L’ennesima fuoriuscita di fumo nero e puzzolente dal camino di un termodistruttore del Centro oli Eni di Viggiano rimette al centro dell’attenzione l’emergenza ambientale che vivono da anni i cittadini della Val d’Agri.
Speravamo che l’inchiesta Trivellopoli, avviata dalla magistratura antimafia a marzo scorso, riuscisse a mettere un freno ai danni provocati dalle attività del Centro oli e dalle estrazioni petrolifere, invece non è accaduto niente di nuovo e tutto sembra ritornato alla stessa situazione che c’era prima dell’indagine giudiziaria.
59 persone e 10 società sono sotto processo presso il Tribunale di Potenza per presunto traffico illecito di rifiuti dal Centro oli di Viggiano all’impianto Tecnoparco di Pisticci e per i lavori di realizzazione del Centro oli di Corleto Perticara. Ma, contestualmente, le devastazioni vanno avanti indisturbate: la Val d’Agri resta ostaggio del mostro a sei zampe, a Tempa rossa si sta completando il Centro oli della Total, i pozzi petroliferi succhiano indisturbati greggio dalle viscere del sottosuolo lucano.
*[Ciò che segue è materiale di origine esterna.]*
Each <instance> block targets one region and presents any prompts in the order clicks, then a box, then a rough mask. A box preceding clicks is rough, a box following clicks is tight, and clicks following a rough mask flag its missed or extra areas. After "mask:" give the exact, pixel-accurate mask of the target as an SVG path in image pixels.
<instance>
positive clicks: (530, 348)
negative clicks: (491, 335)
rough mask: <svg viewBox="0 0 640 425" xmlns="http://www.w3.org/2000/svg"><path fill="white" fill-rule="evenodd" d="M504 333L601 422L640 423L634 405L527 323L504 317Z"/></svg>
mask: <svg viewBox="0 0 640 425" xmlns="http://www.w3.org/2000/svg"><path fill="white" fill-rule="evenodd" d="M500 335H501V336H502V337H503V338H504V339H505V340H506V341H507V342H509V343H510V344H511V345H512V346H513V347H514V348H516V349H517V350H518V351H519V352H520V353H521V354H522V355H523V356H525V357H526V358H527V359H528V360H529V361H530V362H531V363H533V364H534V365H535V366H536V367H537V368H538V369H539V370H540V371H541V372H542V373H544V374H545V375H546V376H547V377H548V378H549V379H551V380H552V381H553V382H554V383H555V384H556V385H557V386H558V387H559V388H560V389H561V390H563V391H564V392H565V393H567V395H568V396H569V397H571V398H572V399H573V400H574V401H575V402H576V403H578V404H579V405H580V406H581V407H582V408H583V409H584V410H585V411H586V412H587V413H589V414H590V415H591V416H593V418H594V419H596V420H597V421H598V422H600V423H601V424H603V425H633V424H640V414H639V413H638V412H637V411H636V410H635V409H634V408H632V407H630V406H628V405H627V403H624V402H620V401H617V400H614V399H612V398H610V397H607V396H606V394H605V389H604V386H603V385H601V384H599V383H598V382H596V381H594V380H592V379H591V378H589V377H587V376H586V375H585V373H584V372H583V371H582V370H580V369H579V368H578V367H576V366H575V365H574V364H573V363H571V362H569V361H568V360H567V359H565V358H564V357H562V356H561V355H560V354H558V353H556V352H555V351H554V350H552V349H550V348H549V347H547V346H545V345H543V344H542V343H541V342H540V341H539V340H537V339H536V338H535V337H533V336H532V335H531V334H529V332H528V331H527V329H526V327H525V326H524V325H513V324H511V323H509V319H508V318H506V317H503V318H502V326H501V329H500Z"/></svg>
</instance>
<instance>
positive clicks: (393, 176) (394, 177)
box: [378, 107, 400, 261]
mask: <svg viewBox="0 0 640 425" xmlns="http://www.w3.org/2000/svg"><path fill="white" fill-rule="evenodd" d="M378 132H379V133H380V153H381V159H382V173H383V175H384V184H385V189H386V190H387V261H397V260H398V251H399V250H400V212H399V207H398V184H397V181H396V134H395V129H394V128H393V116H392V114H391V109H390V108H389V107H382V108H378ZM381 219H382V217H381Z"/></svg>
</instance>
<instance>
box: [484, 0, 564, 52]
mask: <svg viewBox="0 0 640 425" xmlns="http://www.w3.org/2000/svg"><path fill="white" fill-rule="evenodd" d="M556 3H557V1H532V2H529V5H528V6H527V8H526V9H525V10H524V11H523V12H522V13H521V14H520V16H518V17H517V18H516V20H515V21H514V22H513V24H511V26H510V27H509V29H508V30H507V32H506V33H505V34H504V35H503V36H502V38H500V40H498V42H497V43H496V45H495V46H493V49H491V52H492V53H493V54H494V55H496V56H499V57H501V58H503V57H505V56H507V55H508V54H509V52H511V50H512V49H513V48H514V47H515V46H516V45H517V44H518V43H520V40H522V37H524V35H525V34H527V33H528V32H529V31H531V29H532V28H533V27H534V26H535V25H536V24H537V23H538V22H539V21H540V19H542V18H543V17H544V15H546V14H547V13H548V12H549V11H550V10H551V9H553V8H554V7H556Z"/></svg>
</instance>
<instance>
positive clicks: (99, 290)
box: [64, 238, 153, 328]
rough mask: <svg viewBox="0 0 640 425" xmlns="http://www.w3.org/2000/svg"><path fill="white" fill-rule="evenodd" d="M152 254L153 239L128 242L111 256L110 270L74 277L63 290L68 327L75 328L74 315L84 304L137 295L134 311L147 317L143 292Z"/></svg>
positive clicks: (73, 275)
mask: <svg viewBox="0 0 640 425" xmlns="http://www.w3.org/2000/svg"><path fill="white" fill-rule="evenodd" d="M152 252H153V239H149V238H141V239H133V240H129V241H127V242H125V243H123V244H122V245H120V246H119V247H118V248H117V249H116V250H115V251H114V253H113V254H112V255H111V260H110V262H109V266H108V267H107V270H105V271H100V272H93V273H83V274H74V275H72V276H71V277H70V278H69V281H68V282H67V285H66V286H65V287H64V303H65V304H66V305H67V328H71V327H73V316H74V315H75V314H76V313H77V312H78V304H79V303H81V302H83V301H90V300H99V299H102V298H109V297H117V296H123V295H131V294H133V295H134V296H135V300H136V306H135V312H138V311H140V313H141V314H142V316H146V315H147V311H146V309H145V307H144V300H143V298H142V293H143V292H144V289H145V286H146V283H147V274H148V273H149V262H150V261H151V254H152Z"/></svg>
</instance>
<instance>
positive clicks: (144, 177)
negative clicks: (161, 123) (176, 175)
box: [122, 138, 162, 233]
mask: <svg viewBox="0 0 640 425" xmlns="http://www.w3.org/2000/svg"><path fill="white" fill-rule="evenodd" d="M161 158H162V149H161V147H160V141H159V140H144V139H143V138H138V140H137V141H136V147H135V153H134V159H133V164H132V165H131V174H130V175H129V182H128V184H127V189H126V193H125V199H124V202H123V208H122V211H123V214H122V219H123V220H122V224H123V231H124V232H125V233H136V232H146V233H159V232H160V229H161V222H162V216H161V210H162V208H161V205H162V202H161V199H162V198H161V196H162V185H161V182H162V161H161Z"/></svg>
Arresti, sequestri, denunce, manifestazioni, boschi, sorgenti e splendidi territori incontaminati distrutti, agricoltura e sviluppo turistico in ginocchio, rischi per la salute pubblica e per la diga del Pertusillo, oltre al referendum con cui il 96 per cento dei lucani ha detto no alle trivelle. Nonostante questa situazione, gli interessi economici e le lobby del petrolio continuano a fare quello che vogliono e non si fermano davanti a nulla.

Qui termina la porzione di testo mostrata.